COSMOS 第4号 / 1994年12月発行
こちらのページは佐久合氣道通信「COSMOS」コスモス(1993年7月から2002年10月刊行)に掲載されていた遠藤師範からのメッセージを抜粋して再掲載しております。
道場の発足にあたって
遠藤征四郎
三十年位前までは街のあちこちに「○○教えます」「△△稽古所」「××道場」などの看板を見ることができました。師範あるいは先生といわれる人を中心にして日本の文化の大部分はそのような場所で生まれ育てられて来ました。現在そのような場所はほとんど消え、商業主義のカルチャー教室に取り込まれてしまいました。

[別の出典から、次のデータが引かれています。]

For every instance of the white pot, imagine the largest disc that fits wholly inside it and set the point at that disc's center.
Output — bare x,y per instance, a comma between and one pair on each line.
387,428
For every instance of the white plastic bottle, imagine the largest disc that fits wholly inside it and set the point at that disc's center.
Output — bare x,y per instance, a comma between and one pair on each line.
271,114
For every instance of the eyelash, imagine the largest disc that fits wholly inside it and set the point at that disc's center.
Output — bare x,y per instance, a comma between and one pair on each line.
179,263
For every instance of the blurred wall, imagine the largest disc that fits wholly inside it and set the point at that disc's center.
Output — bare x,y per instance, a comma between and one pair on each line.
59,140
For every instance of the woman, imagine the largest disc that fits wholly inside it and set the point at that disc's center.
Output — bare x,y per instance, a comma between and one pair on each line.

武道関係の道場もほとんど街の中から消えました。武道を習う人の多くは、自治体の建てた大きな体育館で稽古をするしか場所がありません。公共施設としての体育館は一見豪華ですが、一過性のイベントを機に建てられた、いわば一時的な目的を優先して建てられた施設も少なくありません。このような施設では専門的な武道修行者のための利便性や環境作りという心使いが必ずしも充分には行き届きません。
大都市の中の施設は一部有効に利用されているようですが、武道場などは多数の団体が入り混じってそれぞれの武道を行っています。時には武道以外の団体も同時に利用する状況が避けられず喧噪も極に達しています。およそ精神統一を求めんとする武道稽古の環境にはほど遠く、人間形成の場ともいえません。合気道修行の専門道場の必要性を痛感していました。
道場ができあがりました。武道のための環境は整いました。当面「合気道佐久道場」と呼びます。世界中から人々が集まり、友好と平和に役立ち、なおかつ人間形成のできる道場を目指して微力をつくして行きたいと思っています。